The Big Day's Arrived - Now What?
It’s hard to not get excited when the big day finally arrives. You have been working for several weeks on getting your property prepared for your new steel building and now it’s time for you to receive the building components that you’ve only seen on paper.
There are several steps in the building delivery process, including some pre-planning that must take place. Let’s consider these steps one by one.
Arrangements should be made for your erection contractor to be present on the delivery day to verify that all the parts and pieces are present and accounted for. If you are going to be doing your own erection, it is important for you to be careful and thorough in this step to ensure that there are no missing or damaged components.

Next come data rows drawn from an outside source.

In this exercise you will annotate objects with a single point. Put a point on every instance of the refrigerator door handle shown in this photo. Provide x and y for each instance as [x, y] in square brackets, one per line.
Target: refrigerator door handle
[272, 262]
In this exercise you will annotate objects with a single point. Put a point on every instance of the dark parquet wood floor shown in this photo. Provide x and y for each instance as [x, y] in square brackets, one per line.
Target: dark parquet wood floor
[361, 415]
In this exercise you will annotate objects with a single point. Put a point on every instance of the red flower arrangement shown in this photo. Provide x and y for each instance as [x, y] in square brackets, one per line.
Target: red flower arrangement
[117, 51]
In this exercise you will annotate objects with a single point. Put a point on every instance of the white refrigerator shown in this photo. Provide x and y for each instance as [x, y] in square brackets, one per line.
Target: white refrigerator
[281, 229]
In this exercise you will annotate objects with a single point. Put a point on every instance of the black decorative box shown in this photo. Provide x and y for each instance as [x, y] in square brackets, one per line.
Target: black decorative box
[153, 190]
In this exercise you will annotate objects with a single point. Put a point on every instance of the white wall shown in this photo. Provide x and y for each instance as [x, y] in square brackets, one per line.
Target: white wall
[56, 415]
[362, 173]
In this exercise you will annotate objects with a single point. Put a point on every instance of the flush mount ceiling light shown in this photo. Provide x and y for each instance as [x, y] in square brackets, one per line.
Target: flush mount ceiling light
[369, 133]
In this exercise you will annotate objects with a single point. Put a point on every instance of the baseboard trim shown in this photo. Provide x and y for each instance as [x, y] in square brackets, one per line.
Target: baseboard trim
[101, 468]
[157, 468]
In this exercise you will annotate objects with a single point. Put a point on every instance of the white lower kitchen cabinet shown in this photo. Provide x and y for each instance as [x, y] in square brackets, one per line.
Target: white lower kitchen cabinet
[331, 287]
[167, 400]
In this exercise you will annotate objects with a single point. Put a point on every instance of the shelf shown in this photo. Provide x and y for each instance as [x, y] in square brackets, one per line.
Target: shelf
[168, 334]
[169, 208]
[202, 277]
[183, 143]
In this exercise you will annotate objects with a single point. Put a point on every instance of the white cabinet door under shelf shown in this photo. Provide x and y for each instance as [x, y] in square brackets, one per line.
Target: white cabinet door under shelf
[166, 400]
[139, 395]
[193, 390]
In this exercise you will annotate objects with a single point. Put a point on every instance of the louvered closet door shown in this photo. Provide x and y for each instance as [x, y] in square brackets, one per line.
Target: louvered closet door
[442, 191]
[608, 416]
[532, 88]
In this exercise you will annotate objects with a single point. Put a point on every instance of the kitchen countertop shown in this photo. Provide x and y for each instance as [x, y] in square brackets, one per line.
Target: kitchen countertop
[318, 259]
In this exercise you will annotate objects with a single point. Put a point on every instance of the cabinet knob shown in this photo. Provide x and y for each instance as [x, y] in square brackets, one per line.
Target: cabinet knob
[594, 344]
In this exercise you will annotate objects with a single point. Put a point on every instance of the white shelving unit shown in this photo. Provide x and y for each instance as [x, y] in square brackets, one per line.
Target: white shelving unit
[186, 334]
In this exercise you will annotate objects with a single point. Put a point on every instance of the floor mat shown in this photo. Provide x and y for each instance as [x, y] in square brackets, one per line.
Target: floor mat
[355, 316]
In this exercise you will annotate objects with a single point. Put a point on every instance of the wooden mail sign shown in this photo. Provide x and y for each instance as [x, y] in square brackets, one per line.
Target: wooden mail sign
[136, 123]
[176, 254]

If you are using a contractor, make sure that you have clarified in your contract who will be doing the off-loading and staging of the materials. The manufacturer does not supply labor or lift equipment to help you unload the truck once it arrives; that is your responsibility. So, your agreement with the contractor should address that. Necessary equipment could include a crane, forklift, pallet jacks, and so forth, depending on the size of your building and the layout of your building site.
On the subject of site layout, careful thought should have been given to access and staging. If your property is large and flat, this should be relatively simple. But if the site is small, odd-shaped, sloped, or covered with rocks or trees, all of these factors must have been taken into consideration when planning the truck’s entrance and exit, as well as the locations where the delivered materials will be staged.
There are two inspections that you and your contractor will perform: the unloading inspection and the unpacking inspection. The first one is done while the delivery vehicle is still there; the second one can be done later.
When your building arrives, it will obviously be in many, many pieces. These are all shrink-wrapped, bundled, bagged, and boxed in a way that is both efficient and environmentally responsible. When you were first given the design and construction plans, an inventory packing list was included in that package--it’s recommended you make a few copies before starting the inspections.
As items are taken off the truck, you will need to examine each, checking them off a master copy of the inventory packing list as you go. If any items are missing or damaged, or if there are an insufficient amount of any pieces, you will need to file a report with the carrier immediately while they’re still on site. If a package is damaged, open it and inspect the contents, reporting any damaged items. Until the unloading inspection is done and you have approved all the items, and reported damaged and missing ones, you have not officially received the shipment. This step is important as it will expedite the replacement of any missing or damaged parts.
After you’ve officially received the shipment and the carrier has left, it’s time to unpack it. Now is the time to perform an even more in-depth examination of all the delivered items. Use a second copy of the master inventory list and check off all of the items again, making sure that you not only received everything that was ordered but that there is the correct quantity of each of the items. If you find that there are any damaged or missing components that were not reported to the carrier in the unloading inspection, you have 14 days from receipt to file a report to the manufacturer.
Although these inspections may be somewhat tedious and even seem redundant, they are both extremely important. Although the computer-assisted modular design process has cut down on loss and defects in construction, mistakes can still happen. Reports and claims filed in a timely manner make the settlement process much simpler, allowing you to focus on the much more pleasant task at hand: getting your new steel building built!
1. Components should be placed as near to the point that they will be used as is practical. Heavy or unwieldy items may require lifting or moving equipment; smaller and lighter pieces can be moved by hand.
2. Columns should be unloaded near their respective positions by the anchor bolts that they correspond to. They may be placed on the foundation slab on top of even wood blocks. It is also a good idea to place slings (cables) under heavy columns and other framing members for easier lifting. End Walls are typically unloaded and laid at the ends of the slab where they will be erected.
3. It’s generally best to put all hardware packages in one place to make it easier to keep stock of them. Placing them near the center of the building helps to cut down on travel time across the building site and makes for easier access.
4. Purlins and girts should be stored near sidewalls and kept clear of other materials. Packages of sheet goods should be kept out of the way since they’re the next-to-last items to be added to the building. Place them on blocks and provide a slight slope at one end for drainage in case of rain. Accessories should also be kept out of the way; they’re the last components that will be installed after the basic steel building is constructed.
5. Ensure that all components are staged in such a way as to prevent workers from accidentally stepping on them. Depending on climate and weather conditions, the materials may need to be covered or otherwise protected from the elements so that they will be clean and dry when construction begins.